Ein Bündnis, das für sich in Anspruch nimmt, die Demokratie zu verteidigen, rechtfertigt öffentlich Gewalt gegen Journalisten — und schließt die Presse dann von seiner Pressekonferenz aus. Wenn das die Demokratie ist, die man verteidigt, sollte man dringend über die eigene Methodik nachdenken.
Pressefreiheit gilt auch für Unbequeme
Es ist nicht neu, dass Teile der radikalen Linken Journalisten bestimmter Medien als legitime Ziele betrachten. Es ist nicht neu, dass Gewalt gegen politische Gegner mit Etiketten wie „Faschist“ gerechtfertigt wird. Neu ist, wie offen das in Erfurt gesagt wurde — und wie wenig Widerspruch es im eigenen Lager gab.
Wer Pressefreiheit nur für die richtigen Medien will, will keine Pressefreiheit. Wer Gewalt gegen Journalisten mit deren politischer Ausrichtung begründet, gibt der „AfD“ das beste Argument, das sie haben kann: Schaut her, die anderen sind genauso schlimm.
Das stimmt nicht. Aber es klingt für viele überzeugend — und das reicht der „AfD“ vollkommen aus.
Warum das der „AfD“ nützt — und wem es noch schaden könnte
Die „AfD“ hat aus Erfurt mitgenommen, was sie gesucht hat: Bilder von Blockaden, angegriffenen Journalisten — und einen O-Ton, der sich für den nächsten Wahlkampfspot kaum besser schreiben ließe. Alice Weidel sprach im ZDF pauschal von „gewalttätigen“ Protesten. Das ist eine Übertreibung — aber eine, für die ihr die Gegenproteste selbst die Steilvorlage geliefert haben.
Hinzu kommt ein Aspekt, der erst in einigen Wochen messbar sein wird: Ob die Bilder aus Erfurt der „Linken“ in Sachsen-Anhalt geschadet haben. Linken-Abgeordnete beteiligten sich aktiv an Sitzblockaden, der Thüringer Landesverband hatte ausdrücklich zur Teilnahme aufgerufen.

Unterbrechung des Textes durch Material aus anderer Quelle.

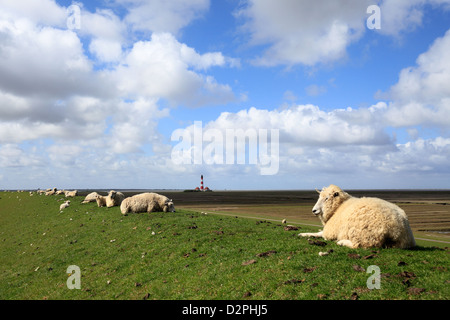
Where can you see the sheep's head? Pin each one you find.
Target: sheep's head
(168, 206)
(330, 199)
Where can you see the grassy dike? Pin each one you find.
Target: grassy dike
(190, 255)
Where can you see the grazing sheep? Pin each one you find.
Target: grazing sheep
(146, 202)
(73, 193)
(51, 192)
(361, 222)
(90, 197)
(64, 205)
(114, 198)
(101, 200)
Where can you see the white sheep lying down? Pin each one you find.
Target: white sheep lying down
(114, 198)
(146, 202)
(361, 222)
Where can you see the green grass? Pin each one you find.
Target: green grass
(191, 256)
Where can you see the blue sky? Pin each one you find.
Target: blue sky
(97, 105)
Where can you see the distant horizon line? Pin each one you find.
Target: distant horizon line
(193, 189)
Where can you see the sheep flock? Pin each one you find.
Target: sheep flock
(144, 202)
(352, 222)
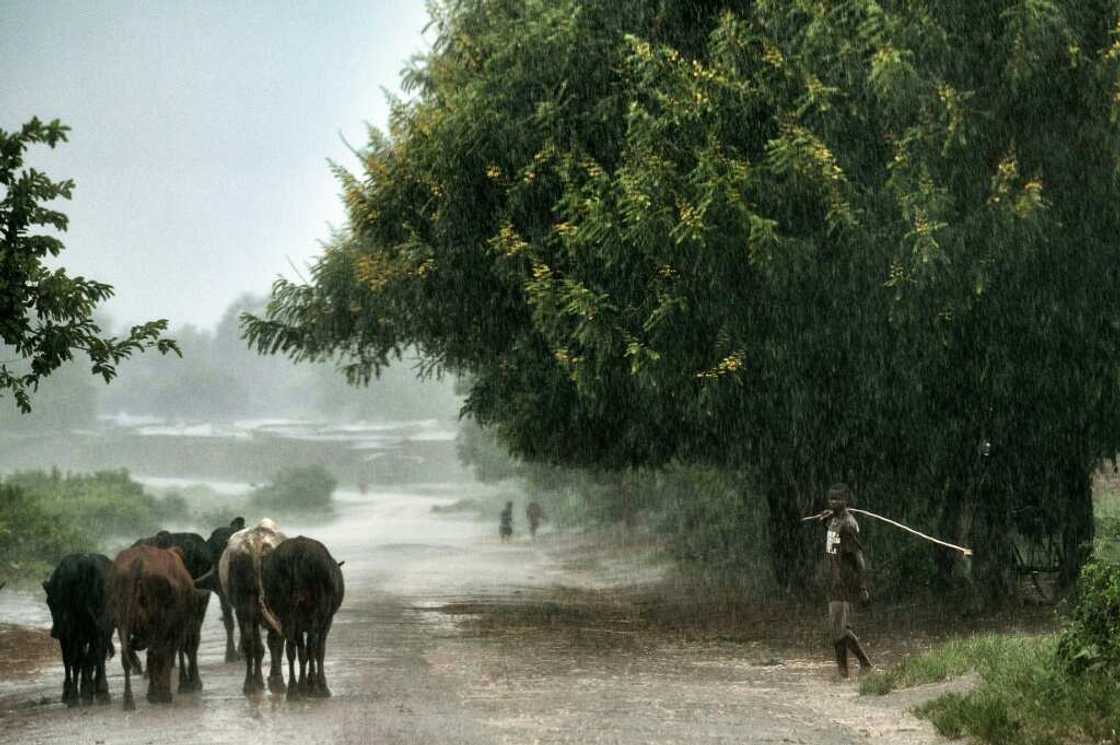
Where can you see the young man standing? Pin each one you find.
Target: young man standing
(848, 580)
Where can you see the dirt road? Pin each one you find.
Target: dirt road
(447, 635)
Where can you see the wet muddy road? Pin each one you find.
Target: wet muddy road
(404, 670)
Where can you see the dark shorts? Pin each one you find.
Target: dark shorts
(839, 618)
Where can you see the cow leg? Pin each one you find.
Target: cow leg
(184, 677)
(100, 683)
(258, 658)
(127, 657)
(86, 657)
(231, 652)
(313, 661)
(301, 646)
(160, 657)
(276, 662)
(71, 667)
(246, 651)
(292, 683)
(320, 650)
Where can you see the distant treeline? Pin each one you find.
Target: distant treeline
(221, 378)
(46, 514)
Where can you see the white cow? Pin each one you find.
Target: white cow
(240, 573)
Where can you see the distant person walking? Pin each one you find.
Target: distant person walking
(534, 514)
(848, 578)
(505, 523)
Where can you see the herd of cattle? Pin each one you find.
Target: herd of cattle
(155, 595)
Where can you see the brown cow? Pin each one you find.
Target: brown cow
(156, 606)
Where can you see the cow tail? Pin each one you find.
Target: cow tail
(266, 611)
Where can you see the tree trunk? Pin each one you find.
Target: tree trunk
(1078, 527)
(992, 538)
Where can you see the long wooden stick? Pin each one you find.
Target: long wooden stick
(898, 524)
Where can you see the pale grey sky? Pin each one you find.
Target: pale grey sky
(201, 132)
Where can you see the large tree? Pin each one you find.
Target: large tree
(46, 316)
(808, 241)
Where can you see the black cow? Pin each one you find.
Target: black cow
(82, 622)
(216, 545)
(304, 588)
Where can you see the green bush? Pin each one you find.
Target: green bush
(33, 539)
(299, 490)
(1090, 642)
(103, 504)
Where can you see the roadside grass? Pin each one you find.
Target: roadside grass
(1024, 696)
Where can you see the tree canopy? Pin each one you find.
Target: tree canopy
(45, 314)
(810, 241)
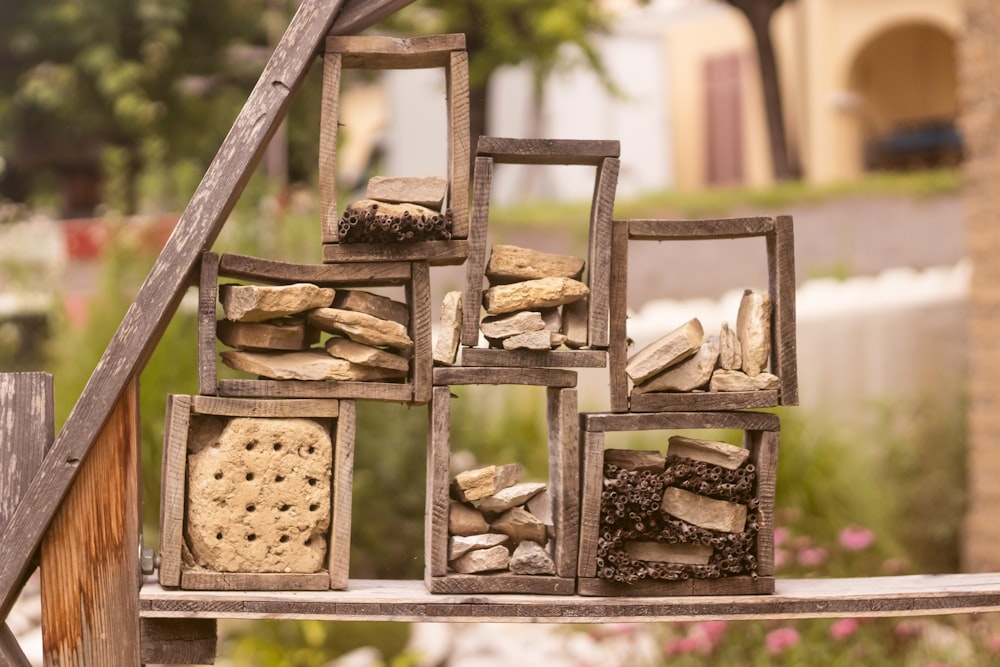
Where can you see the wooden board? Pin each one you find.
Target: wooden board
(409, 601)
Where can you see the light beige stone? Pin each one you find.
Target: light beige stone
(257, 303)
(258, 497)
(314, 364)
(753, 328)
(450, 329)
(688, 375)
(512, 496)
(482, 482)
(363, 328)
(377, 305)
(703, 511)
(365, 355)
(674, 347)
(533, 294)
(531, 558)
(482, 560)
(710, 451)
(723, 380)
(510, 263)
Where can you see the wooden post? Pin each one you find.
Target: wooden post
(90, 556)
(26, 432)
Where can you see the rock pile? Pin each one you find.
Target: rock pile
(686, 360)
(275, 330)
(535, 300)
(498, 523)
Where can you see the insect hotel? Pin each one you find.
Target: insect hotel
(256, 491)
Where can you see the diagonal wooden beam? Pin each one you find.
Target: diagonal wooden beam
(161, 293)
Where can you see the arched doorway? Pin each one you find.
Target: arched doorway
(905, 79)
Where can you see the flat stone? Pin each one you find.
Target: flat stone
(258, 495)
(459, 545)
(362, 327)
(482, 560)
(380, 306)
(690, 374)
(482, 482)
(723, 380)
(498, 327)
(533, 294)
(710, 451)
(520, 525)
(257, 303)
(314, 364)
(753, 328)
(465, 520)
(512, 496)
(670, 349)
(450, 329)
(510, 263)
(365, 355)
(703, 511)
(531, 558)
(281, 334)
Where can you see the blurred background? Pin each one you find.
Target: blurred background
(846, 114)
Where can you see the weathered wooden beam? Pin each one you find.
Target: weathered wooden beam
(161, 293)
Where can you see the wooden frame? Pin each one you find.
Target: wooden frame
(413, 276)
(779, 237)
(563, 488)
(761, 436)
(174, 572)
(383, 52)
(603, 155)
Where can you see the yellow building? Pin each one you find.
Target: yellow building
(866, 84)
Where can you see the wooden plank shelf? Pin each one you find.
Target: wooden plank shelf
(409, 601)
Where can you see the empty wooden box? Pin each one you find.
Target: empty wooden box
(256, 495)
(410, 380)
(698, 520)
(562, 489)
(781, 360)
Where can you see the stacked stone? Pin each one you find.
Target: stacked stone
(691, 513)
(275, 330)
(686, 360)
(497, 523)
(535, 300)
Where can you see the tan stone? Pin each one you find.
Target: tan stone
(450, 329)
(753, 329)
(723, 380)
(258, 496)
(670, 349)
(482, 482)
(362, 327)
(533, 294)
(257, 303)
(282, 334)
(314, 364)
(703, 511)
(710, 451)
(380, 306)
(510, 263)
(688, 375)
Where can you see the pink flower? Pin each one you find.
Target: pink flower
(843, 628)
(856, 538)
(781, 639)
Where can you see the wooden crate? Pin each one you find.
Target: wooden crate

In der Wählergruppe, die „Die Linke“ in Sachsen-Anhalt dringend braucht — ältere Ostdeutsche, Gewerkschaftsnahe, sozial Verunsicherte — dürften die Bilder vom Wochenende kaum Begeisterung ausgelöst haben. Das ist eine naheliegende Einschätzung, kein belegter Befund. Die nächste Umfrage wird zeigen, ob sich das in Zahlen niederschlägt.
Was hätte es gebraucht
Klare Haltung von Anfang an: Wir demonstrieren. Wir blockieren nicht. Wir greifen keine Journalisten an — unabhängig davon, für wen sie schreiben. Wer das nicht einhält, gehört nicht zu uns.
Stattdessen erklärte der Sprecher eines beteiligten Bündnisses, „ziviler Ungehorsam“ sei gegenüber einer faschistischen Partei gerechtfertigt. Mag sein. Aber Körperverletzung ist kein ziviler Ungehorsam. Und wer das nicht unterscheidet, hat die Kontrolle über seine Botschaft verloren.
Die „AfD“ wurde in Erfurt nicht geschwächt. Sie wurde gestärkt — nicht durch das, was auf ihrem Parteitag beschlossen wurde, sondern durch das, was auf der Straße davor passiert ist.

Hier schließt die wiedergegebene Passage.